En plein mois de juin, du temps où il faisait chaud, à l’angle de deux avenues parisiennes, en écoutant Amy Winehouse, je m’arrêtai dans un kiosque, car à Paris les journaux se vendent en kiosque et non dans des bornes vertes ou grises. Il est rare, disons-le, que la presse française s’intéresse à Vancouver. Depuis les J.O., nous n’avions aucune nouvelle. Mais là, plusieurs hebdomadaires et quotidiens reprenaient en boucle, dans leurs rubriques “Photo de la semaine” ou “Anecdotes” la même image : le baiser de Vancouver.
Cette photo d’un couple à terre pris durant les émeutes de juin à Vancouver. J’ai appris depuis, comme tout le monde, que la jeune fille avait en réalité été blessée. Ce qui ressemblait alors à un baiser n’était finalement qu’un homme allongé sur une femme pour tenter de lui porter assistance. Mais sur le moment, lunettes noires et promenade dans les jardins des Tuileries, l’image disait beaucoup : d’une part, Vancouver était romantique ; de l’autre, Vancouver était rebelle. Sur la photo, le décor est chaotique, les forces de l’ordre contre des gens en fuite, et bien que ce soit pour du hockey, on sent le frémissement de la ville qui s’éveille.
En France, cela n’a échappé à personne, la grève est une tradition. Depuis que j’ai quitté la France, il y a de ça deux mois, les transports ferroviaires, les compagnies aériennes et le personnel de l’Education Nationale ont déjà manifesté dans les rues et ralenti leurs services à plusieurs reprises. Cela fait partie du quotidien. On n’est jamais surpris quand cela passe au journal télévisé. Vancouver, depuis juin donc, se rebelle : le terme émeute recouvre les unes et le mouvement Occupy Wall Street s’amplifie. À croire que Vancouver se francise. La nervosité de la ville lui donne un air de transe qui lui va bien et que Richard Lam a joliment capté avec sa photographie.

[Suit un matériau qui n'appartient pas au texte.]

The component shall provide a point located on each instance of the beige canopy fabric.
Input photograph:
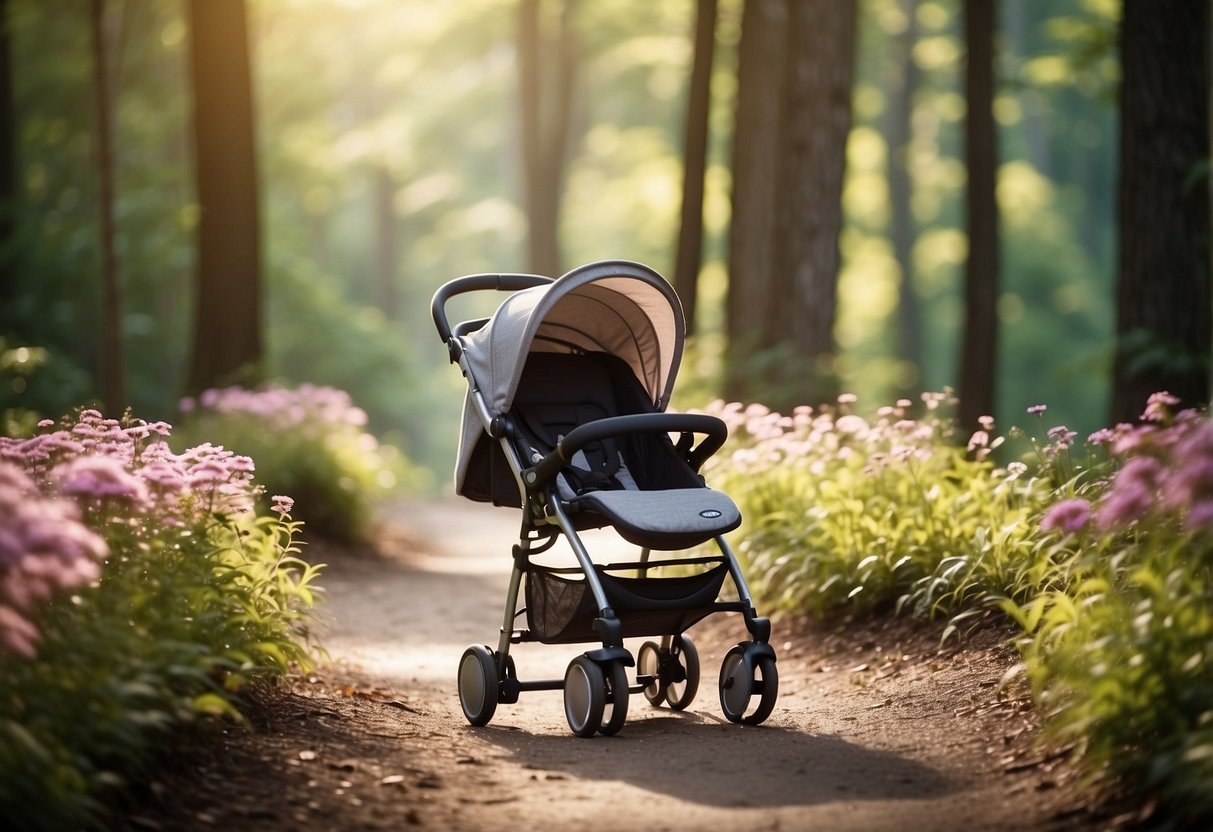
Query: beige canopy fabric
(616, 307)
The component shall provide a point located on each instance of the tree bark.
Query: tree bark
(757, 121)
(9, 194)
(113, 353)
(227, 322)
(699, 104)
(979, 352)
(1163, 324)
(901, 85)
(546, 100)
(808, 201)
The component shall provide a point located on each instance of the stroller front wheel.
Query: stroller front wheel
(585, 696)
(683, 672)
(615, 712)
(741, 677)
(478, 684)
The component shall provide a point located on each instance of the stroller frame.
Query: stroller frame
(596, 685)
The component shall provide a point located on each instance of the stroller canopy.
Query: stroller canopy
(616, 307)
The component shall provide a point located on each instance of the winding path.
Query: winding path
(870, 739)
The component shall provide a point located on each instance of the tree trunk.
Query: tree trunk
(979, 352)
(1163, 324)
(7, 164)
(546, 98)
(901, 85)
(756, 127)
(808, 201)
(113, 353)
(699, 104)
(227, 323)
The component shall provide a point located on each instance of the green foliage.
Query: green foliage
(308, 443)
(844, 513)
(195, 600)
(1102, 558)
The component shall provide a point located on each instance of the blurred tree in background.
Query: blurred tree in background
(1165, 320)
(227, 338)
(389, 157)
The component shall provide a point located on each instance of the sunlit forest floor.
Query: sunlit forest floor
(877, 727)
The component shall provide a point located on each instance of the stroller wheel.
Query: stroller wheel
(648, 662)
(682, 673)
(741, 677)
(478, 684)
(615, 712)
(585, 696)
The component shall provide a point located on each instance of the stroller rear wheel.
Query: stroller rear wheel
(585, 696)
(741, 677)
(683, 682)
(615, 711)
(675, 672)
(478, 684)
(648, 662)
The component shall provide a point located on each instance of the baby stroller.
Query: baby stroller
(567, 386)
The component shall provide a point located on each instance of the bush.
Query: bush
(1120, 643)
(873, 516)
(138, 592)
(309, 443)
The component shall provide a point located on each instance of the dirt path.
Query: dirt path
(873, 730)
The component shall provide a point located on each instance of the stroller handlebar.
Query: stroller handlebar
(716, 431)
(476, 283)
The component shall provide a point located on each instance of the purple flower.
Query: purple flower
(1069, 516)
(1157, 406)
(1133, 493)
(100, 477)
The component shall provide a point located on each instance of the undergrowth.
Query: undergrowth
(1100, 552)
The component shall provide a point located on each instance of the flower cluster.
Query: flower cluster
(813, 437)
(67, 489)
(1166, 472)
(302, 408)
(44, 548)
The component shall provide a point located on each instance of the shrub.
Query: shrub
(308, 442)
(870, 516)
(1120, 644)
(138, 592)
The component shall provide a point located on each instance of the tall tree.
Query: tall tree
(979, 349)
(547, 66)
(227, 322)
(7, 160)
(812, 160)
(1163, 324)
(901, 83)
(756, 125)
(699, 103)
(113, 353)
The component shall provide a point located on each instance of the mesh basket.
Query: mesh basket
(562, 609)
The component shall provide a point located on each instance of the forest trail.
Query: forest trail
(878, 729)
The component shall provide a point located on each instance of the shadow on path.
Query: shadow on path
(707, 762)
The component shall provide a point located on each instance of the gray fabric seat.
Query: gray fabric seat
(638, 483)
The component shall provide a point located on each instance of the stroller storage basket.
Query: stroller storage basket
(562, 610)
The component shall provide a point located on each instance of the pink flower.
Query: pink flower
(1157, 406)
(1069, 516)
(98, 477)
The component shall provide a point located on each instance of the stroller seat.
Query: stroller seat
(639, 484)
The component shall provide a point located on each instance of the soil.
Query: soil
(877, 725)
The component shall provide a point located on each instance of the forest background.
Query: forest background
(389, 148)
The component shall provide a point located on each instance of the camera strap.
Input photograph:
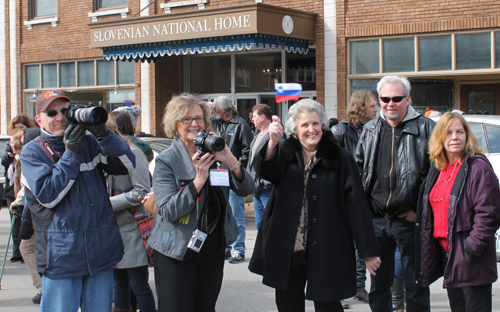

Mais parallèlement, maintenant que je me trouve à Vancouver, je peux dire qu’elle est plutôt “apaisante”. En arrivant sur Canada Place, l’osmose dans laquelle les forêts, l’eau et les buildings se mêlent, m’a reposé. L’air épuré et vivifiant fait oublier la pollution de la capitale française. Et le calme, aussi, la fluidité de la circulation sans klaxon ni insulte, et l’allure posée avec laquelle déambulent les citadins, moi qui d’habitude trépigne devant les individus trop lents dans les couloirs du métro parisien.
Il y a, surtout, à Vancouver, une gentillesse, une courtoisie, une certaine élégance dans les rapports humains. Envolées les mines défaites et graves des usagers des bus, qui ont fait place à des « Thank you ! » enthousiastes qu’on hurle ici en sortant par la porte arrière. Malgré moi, j’inquiétais les automobilistes en traversant en dehors des passages pour piétons, ce qui est la règle à Paris. À l’université, l’une de mes professeurs nous a distribué des Smarties pour nous faire plaisir – mes amis français et moi en sommes restés sans voix.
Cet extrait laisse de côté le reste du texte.